Seguire ciò che accade all’estero o tentare di sfruttare servizi bloccati in Russia, non è possibile o quantomeno non è facile nello Stato transcontinentale dopo il conflitto tra Russia e Ucraina, e gli utenti più esperti cercano di aggirare il problema sfruttando VPN, reti virtuali private che consentono di garantire diversi tipi di protezione dei dati, attraverso un tunnel “virtuale” (protetto e sicuro) supportato da Internet alla stregua di un cavo fisico.
Sfruttando server VPN è possibile, tra le altre cose, mascherare il proprio indirizzo IP e accedere a contenuti censurati e siti web bloccati in alcune aree del mondo.
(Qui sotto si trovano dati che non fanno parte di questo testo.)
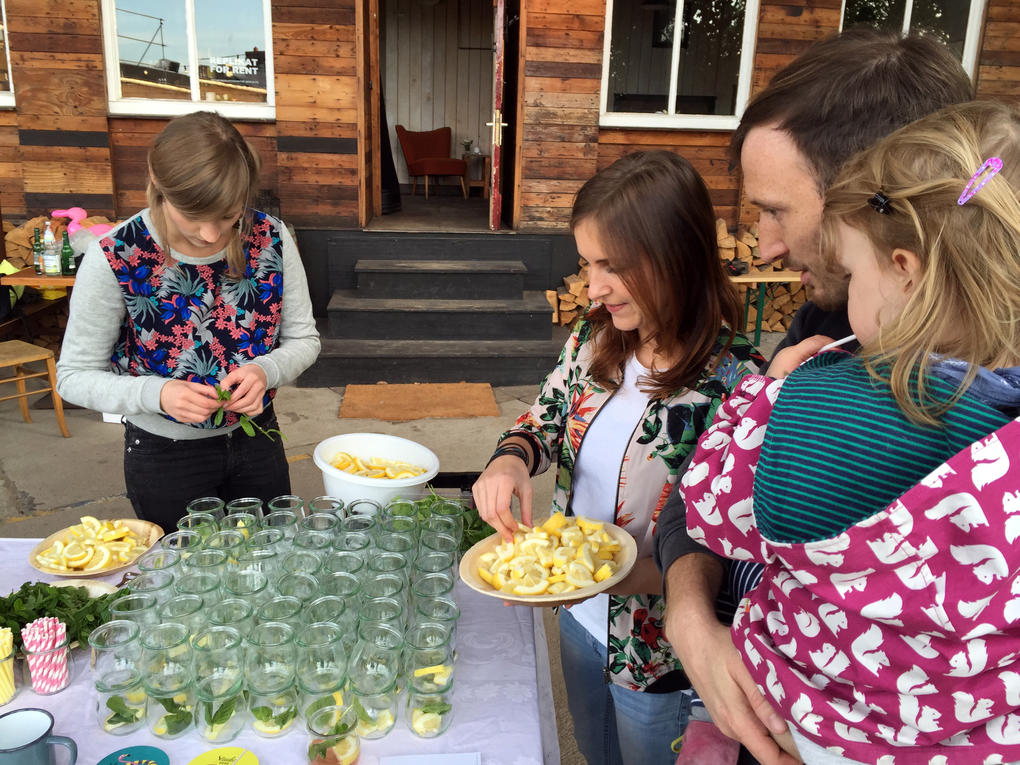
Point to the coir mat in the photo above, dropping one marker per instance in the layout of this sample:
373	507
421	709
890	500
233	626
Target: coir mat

CNBC riferisce di circa 6 milioni di download in Russia per le prime 10 VPN più note su App Store e Play Store, scaricate dal momento in cui è iniziata l’invasione: un incremento di ben il 1500% rispetto alle due settimane precedenti.
In Russia la rete da sempre è stata oggetto di censura; già nel 2017 l’utilizzo di diversi sistemi che consentivano di bypassare le restrizioni nazionali erano stati bloccati, impedendo accesso a tecnologie che consentono di accedere a siti e servizi internet vietati sfruttando proxy e VPN.
Verifiche per cercare in qualche modo di bloccare chi usa le VPN sono cresciute e venti tra le più note VPN sfruttate in Russia sono state già bloccate: l’avrebbe riferito Alexander Khinshtein, Presidente del Comitato della Duma (il Parlamento russo), a detta del quale i Servizi Federali per la Supervisione nelle Comunicazioni (Roskomnadzor) avrebbero attivato una forte operazione di contrasto e controllo per fermare i servizi più utilizzati.
Le operazioni di verifica e controllo non sono terminate e Khinshtein ha riferito chiaramente che le autorità continueranno ad agire allo scopo di isolare ancora di più l’opinione pubblica russa dal resto del mondo.
Dal 2016 con la famigerata legge Jarovaja (dal nome della deputata di Russia Unita, il partito di Putin e del premier Medvedev, che l’ha presentata), gli ISP sono obbligati a conservare il traffico degli utenti e archiviare il contenuto di tutte le comunicazioni per sei mesi, inclusi i relativi metadati per tre anni. I servizi che sfruttano sistemi cifrati, dalle chat ai social network, sono obbligati a garantire una ‘backdoor’, cioè un accesso, alle forze di sicurezza.